Dubai: The international sukuk market is another victim of the credit squeeze that has destroyed investor confidence around the world - it has seen little activity this year.

Only one international dollar deal has been recorded so far in 2009, according to Dealogic, the data provider. This was a $650 million (Dh2.4 billion) transaction from the Indonesian government, which launched its first global Islamic bond this month.

The rest of this year's $2 billion-plus issuance has been in local currency deals, almost entirely in Malaysia, the biggest market for Sharia-compliant bonds. These issues have been, in the main, small transactions of less than $100 million.

The seizing up of the market has followed the worldwide evaporation of liquidity, which has affected conventional fund-raising as well as sukuk, bonds which are structured to avoid paying interest, in line with Islamic law.

Anzal Mohammad, global head of Islamic finance at Allen & Overy, the law firm, says, "Since the collapse of Lehman Brothers in September, the market has slowed to a halt but that is more due to overall sentiment rather than a particular problem in the sukuk market.

"It is not just the Islamic bond market that has dried up. The conventional bond markets have been badly hit too."

Mohammad thinks the market is about to see an increase in activity - a number of banks are preparing to launch deals on the back of the improvement in sentiment, which has seen conventional equity and credit markets rise sharply since early March.

Mohammad says the stabilisation of the oil price at about $50 a barrel, after it dropped to lows close to $30 a barrel in January, has also raised hopes that the sukuk market may be on the point of reopening in earnest.

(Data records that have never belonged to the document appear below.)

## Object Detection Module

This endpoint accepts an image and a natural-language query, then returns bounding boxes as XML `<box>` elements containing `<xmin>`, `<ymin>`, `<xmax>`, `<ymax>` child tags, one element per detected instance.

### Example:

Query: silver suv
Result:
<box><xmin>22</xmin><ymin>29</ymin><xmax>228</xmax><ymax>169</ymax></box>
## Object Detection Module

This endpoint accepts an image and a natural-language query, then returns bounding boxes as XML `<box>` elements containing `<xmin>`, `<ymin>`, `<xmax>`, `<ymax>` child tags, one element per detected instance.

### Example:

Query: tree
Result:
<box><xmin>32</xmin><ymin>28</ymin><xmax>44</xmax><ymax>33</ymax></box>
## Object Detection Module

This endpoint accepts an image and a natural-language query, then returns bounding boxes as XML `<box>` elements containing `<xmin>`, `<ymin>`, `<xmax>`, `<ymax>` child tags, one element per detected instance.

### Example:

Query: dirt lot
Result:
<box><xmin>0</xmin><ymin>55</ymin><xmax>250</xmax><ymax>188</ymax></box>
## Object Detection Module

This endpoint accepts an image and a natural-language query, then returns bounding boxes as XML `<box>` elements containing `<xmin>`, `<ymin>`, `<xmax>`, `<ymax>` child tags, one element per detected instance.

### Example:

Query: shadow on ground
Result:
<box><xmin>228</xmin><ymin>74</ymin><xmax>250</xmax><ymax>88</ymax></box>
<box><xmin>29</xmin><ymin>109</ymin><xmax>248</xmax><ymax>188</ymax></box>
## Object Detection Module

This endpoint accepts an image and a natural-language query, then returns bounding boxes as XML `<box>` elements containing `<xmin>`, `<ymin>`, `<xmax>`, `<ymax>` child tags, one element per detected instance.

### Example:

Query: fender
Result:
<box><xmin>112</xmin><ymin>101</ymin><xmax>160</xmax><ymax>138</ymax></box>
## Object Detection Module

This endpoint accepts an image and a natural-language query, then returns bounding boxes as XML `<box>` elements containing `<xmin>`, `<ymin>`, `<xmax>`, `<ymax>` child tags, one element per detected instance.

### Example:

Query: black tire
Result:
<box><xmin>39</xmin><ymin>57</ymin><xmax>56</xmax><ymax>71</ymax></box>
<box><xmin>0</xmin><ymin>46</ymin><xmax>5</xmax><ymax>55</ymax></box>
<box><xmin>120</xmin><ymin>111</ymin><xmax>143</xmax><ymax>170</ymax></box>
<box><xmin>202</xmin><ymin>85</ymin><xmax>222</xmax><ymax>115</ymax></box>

This is because the Middle East, which relies heavily on oil for its wealth, is one of the biggest markets for issuance of international sukuk.

Mohammad says there have been a number of conventional sovereign bond deals from the Gulf in the past few weeks. These, he says, could pave the way for Islamic bonds, as issuers become more confident that they can attract investors.

"There are a number of sukuk deals that are being worked on. We will see some sovereign issuance first, then the corporates will start coming to the market," he adds.

However, once the international market does properly re-awaken, it is likely to be slow, as investors remain cautious and risk-averse following the financial shocks of the past year.

It will certainly take time before the market matches the pace of growth in the early part of 2007, when it was one of the fastest expanding markets in the world.

That year saw $27 billion worth of new bonds issued - nearly three times more than 2006, according to Dealogic.

This growth was particularly impressive considering most of the issuance was in the first half of the year, before the credit crisis blew up in August 2007.

The sukuk market, which is forecast by Moody's to rise to $122.7 billion in outstanding issuance this year - compared with just $1.8 billion in 2001 - is also likely to re-emerge as a rather different animal when it kicks into gear. This is because bankers and lawyers, always on the look-out for new structures for the design of Islamic bonds, have been reined back by religious scholars.

These scholars banned two types of structures that became popular in 2006 and 2007 - known as musharaka, an Islamic joint partnership, and mudaraba, a form of trust financing - in February last year.

The Bahrain-based Accounting and Auditing Organisation for Islamic Financial Institutions ruled that these structures were breaking Islamic laws because they offered investors a repurchase undertaking, where the issuer promises to pay back the face value of the bond when it matures or in the event of a default.

This looks like a guaranteed return, which goes against the spirit of Islamic finance, they ruled.

It means once the sukuk market does revive, it is likely to be dominated by just one type of bond.

This is the asset-backed ijara structure, a sale and leaseback arrangement that uses revenues from an asset, usually a building, to pay investors. These payments are based on rent or profits.

This is not considered a guaranteed return as the physical asset could, in theory, lose value, although investors invariably get their principal back as they would with a conventional bond.

"Ijara will be the main type of structure from now on," says Mohammad. "I don't think the market will suffer too much from having just one main structure."

Most analysts believe the sukuk market still has great potential, with many forecasting it can at least triple in size.

This is based on expectations that more Muslim investors will turn to Islamic financial products.

The European Islamic Investment Bank believes 60 per cent of Muslim investors will eventually do so, compared with about 20 per cent today.

It is also hoped that non-Muslim European investors, who were increasingly buying sukuk as a way to diversify, before the credit crisis, will return to the market.